Il veut commencer dans le rap, mais la difficulté de percer dans la scène belge quelques années auparavant le pousse vers une autre discipline du genre. Il se dirige donc d’abord vers l’aspect technique et devient ingénieur du son. Comprendre la musique dans sa globalité, maîtriser la production et percer dans le milieu, tel est son souhait dès ses débuts. Passionné de musique, il se nourrit de tutoriels et acquiert les connaissances suffisantes pour passer à la pratique.

Très vite, au gré des rencontres, il croise celui qui propulsera sa carrière : Damso. Les textes pleins les poches, le rappeur cherche à se produire, et Krisy va lui apporter la pièce manquante à ses ambitions. Comme un psychologue d’artiste, il guide le rappeur dans ses pensées et ses idées, pour construire in fine une production sur mesure. L’ingénieur doit avoir un temps d’avance sur l’artiste, c’est lui qui a la vision, le plan long terme bien ficelé. L’album Batterie Faible en cours de route, un upload sur Instagram va changer la donne, attirant l’oreille d’un certain Booba, qui sortira convaincu de cette nouvelle plume et proposera son featuring.

Paris c’est loin est né, l’hymne se propage sur les ondes et le public découvre alors Damso, déjà aux oreilles des connaisseurs mais pas de la masse. Le rap c’est un bonus, ça l’amuse, il utilise les deux casquettes, celle d’ingénieur du son avec le pseudo De la Fuentes et celle d’interprète avec Krisy. Son écosystème personnel semble durable, la première facette permettant de financer la deuxième. Il profite du succès de Damso pour travailler sur des prods personnelles. Menthe à l’eau est une comédie musicale audio, test avant la vraie comédie, qui s’ajoute aux multiples projets de ce couteau suisse.

Le format est novateur, et l’album parle d’une rencontre entre Krisy et Marie Hélène, un aspect banal de la vie courante mise en lumière de facon romantique et réaliste. Alternance de dialogues et de chants, le court métrage musical casse les codes, et fait souffler un vent d’air frais sur le rap français. 
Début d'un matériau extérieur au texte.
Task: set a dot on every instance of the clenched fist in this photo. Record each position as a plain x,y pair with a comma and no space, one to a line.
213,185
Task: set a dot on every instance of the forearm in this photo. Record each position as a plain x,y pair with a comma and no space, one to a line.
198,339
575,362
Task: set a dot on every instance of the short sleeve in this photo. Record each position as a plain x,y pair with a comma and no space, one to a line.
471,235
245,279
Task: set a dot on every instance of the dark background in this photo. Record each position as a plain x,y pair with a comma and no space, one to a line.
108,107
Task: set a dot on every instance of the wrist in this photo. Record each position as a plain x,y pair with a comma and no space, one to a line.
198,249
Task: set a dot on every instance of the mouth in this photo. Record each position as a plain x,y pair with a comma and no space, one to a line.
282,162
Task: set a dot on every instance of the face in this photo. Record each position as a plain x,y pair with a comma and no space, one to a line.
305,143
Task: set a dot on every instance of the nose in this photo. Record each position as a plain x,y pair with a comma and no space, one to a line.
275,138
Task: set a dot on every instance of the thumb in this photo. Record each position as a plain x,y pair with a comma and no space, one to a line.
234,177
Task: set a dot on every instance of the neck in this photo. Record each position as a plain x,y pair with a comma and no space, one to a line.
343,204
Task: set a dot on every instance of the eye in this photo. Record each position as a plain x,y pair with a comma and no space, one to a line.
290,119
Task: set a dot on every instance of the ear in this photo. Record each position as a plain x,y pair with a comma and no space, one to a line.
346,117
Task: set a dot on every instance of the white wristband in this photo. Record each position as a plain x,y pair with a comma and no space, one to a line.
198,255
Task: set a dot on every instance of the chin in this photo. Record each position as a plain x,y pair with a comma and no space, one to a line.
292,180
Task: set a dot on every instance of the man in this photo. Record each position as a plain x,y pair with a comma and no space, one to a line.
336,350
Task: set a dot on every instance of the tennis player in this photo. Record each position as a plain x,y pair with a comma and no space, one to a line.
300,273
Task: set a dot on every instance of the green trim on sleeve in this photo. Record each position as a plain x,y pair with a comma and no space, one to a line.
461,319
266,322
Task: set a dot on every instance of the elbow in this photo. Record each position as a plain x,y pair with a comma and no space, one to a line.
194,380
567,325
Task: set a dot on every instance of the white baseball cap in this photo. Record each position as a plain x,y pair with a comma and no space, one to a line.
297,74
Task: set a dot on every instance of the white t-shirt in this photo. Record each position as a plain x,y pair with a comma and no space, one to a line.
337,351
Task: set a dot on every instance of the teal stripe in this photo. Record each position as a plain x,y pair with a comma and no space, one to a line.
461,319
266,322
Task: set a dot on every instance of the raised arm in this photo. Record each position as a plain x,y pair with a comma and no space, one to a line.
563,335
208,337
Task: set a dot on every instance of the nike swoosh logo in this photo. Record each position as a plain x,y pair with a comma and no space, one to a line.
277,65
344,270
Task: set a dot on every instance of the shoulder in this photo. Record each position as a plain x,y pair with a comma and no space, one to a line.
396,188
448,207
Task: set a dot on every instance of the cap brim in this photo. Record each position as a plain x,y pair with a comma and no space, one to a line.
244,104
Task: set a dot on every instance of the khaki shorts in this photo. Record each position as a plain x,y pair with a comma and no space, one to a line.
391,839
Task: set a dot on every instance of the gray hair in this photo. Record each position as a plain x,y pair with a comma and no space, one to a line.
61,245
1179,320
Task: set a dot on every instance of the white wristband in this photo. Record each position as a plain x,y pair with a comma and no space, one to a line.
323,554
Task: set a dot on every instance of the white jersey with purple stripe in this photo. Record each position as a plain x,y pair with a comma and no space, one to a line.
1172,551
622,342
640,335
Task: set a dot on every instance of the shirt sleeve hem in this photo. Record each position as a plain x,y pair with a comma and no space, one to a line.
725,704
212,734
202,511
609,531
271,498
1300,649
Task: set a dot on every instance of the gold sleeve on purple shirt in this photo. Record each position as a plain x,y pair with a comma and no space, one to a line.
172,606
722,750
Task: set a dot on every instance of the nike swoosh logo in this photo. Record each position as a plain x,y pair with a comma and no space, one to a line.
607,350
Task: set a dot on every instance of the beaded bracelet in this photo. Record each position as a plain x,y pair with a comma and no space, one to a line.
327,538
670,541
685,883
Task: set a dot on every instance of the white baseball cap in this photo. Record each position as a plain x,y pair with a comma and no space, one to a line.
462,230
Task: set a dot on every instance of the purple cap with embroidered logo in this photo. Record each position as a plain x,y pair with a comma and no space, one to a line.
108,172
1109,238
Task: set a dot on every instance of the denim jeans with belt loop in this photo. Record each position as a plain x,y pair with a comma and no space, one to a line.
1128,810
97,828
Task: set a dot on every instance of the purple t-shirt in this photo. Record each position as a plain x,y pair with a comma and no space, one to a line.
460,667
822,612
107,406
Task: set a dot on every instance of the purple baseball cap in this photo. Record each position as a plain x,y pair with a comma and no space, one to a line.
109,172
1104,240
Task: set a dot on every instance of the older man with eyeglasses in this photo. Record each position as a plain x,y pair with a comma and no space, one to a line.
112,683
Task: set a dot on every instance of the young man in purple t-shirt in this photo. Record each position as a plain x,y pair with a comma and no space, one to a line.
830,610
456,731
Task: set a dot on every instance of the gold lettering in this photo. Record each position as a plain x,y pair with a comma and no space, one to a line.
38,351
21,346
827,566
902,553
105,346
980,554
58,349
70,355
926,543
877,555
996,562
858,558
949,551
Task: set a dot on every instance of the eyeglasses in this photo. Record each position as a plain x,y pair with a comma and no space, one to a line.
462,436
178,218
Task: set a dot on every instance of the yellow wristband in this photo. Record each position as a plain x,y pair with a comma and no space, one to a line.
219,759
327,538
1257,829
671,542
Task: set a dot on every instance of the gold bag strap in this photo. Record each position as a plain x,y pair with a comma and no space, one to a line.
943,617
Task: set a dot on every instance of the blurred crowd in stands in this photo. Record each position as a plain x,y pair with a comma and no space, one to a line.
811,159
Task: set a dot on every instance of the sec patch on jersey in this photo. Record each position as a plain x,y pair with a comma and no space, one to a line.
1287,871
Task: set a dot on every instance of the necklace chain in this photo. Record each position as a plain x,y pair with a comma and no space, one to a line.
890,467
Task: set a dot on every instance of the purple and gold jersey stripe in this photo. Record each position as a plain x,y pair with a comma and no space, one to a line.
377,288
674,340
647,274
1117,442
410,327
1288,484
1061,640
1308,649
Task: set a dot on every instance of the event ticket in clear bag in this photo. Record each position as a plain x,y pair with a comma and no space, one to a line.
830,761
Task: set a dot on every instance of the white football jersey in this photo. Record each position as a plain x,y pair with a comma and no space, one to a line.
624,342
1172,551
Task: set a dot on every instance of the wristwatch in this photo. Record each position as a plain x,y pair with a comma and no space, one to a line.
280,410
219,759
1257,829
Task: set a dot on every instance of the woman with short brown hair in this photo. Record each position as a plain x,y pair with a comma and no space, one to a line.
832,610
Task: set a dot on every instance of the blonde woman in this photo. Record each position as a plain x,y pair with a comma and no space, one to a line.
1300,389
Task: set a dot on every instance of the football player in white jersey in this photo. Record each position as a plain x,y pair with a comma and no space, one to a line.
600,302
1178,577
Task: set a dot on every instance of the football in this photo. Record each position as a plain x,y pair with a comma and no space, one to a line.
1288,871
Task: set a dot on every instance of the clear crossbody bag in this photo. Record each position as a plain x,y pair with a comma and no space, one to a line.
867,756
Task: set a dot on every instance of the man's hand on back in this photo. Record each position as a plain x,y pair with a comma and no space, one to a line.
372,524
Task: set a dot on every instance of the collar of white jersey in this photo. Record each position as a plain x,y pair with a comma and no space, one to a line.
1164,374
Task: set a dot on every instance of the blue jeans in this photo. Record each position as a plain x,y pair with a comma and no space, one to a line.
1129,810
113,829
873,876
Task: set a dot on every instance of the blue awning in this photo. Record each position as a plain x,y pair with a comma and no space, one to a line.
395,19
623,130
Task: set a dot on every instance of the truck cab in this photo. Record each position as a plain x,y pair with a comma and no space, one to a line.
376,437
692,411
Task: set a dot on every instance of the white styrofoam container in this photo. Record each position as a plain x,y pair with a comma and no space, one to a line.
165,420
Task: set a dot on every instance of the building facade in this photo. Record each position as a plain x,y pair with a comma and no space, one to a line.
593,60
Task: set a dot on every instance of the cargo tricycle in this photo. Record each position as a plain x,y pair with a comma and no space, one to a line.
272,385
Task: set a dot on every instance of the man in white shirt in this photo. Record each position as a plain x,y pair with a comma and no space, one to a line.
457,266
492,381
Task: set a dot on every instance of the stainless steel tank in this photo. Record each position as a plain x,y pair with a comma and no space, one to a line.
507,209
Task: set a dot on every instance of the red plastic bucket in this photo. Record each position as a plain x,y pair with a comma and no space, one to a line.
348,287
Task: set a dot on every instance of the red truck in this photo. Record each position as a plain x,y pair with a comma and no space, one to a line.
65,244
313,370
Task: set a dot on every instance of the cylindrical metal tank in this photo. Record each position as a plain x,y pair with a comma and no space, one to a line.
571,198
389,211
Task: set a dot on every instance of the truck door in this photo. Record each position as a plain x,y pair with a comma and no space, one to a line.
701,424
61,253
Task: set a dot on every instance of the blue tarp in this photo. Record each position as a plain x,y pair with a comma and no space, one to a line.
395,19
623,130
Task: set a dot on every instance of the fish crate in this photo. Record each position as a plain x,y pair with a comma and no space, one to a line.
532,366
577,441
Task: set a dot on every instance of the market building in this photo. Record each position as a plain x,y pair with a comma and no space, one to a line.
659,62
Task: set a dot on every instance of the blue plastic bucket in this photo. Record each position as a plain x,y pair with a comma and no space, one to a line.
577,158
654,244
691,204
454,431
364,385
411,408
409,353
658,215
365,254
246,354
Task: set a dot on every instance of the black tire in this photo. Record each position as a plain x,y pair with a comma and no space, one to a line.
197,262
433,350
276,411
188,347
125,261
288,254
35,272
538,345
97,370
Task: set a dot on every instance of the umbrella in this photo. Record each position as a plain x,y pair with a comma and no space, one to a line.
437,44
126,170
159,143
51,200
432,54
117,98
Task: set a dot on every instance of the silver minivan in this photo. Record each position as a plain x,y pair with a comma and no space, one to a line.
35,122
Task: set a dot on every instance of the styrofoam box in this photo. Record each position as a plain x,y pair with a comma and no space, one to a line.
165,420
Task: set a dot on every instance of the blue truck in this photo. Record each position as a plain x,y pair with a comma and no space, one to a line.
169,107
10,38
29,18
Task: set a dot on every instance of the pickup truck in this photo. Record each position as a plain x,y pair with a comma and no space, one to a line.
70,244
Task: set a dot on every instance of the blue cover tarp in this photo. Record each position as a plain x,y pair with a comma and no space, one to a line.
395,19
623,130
Krisy assume son côté lover, parlant des femmes dans presque toutes ses tracks, avec une approche différente, poétique et romantique “Je vous laisse les tchoins moi je ne parle qu’à des reines“. L’amour occupe une place prépondérante dans ses textes, son dernier EP en témoigne et figure comme un hommage à cette émotion, recherchée continuellement sans vraiment en comprendre le fonctionnement. On peut aussi lire une certaine sensualité dans ses productions, les beats sont lents, chaleureux, fluides, comme une caresse tiède, réveillant les sens avant une nuit dense. On comprends qu’il s’inspire de Sebastien Tellier, auteur des meilleures soundtracks pour vos rapports sexuels, et de Julio Iglesias, séducteur né et mentor des rouleurs de mécaniques.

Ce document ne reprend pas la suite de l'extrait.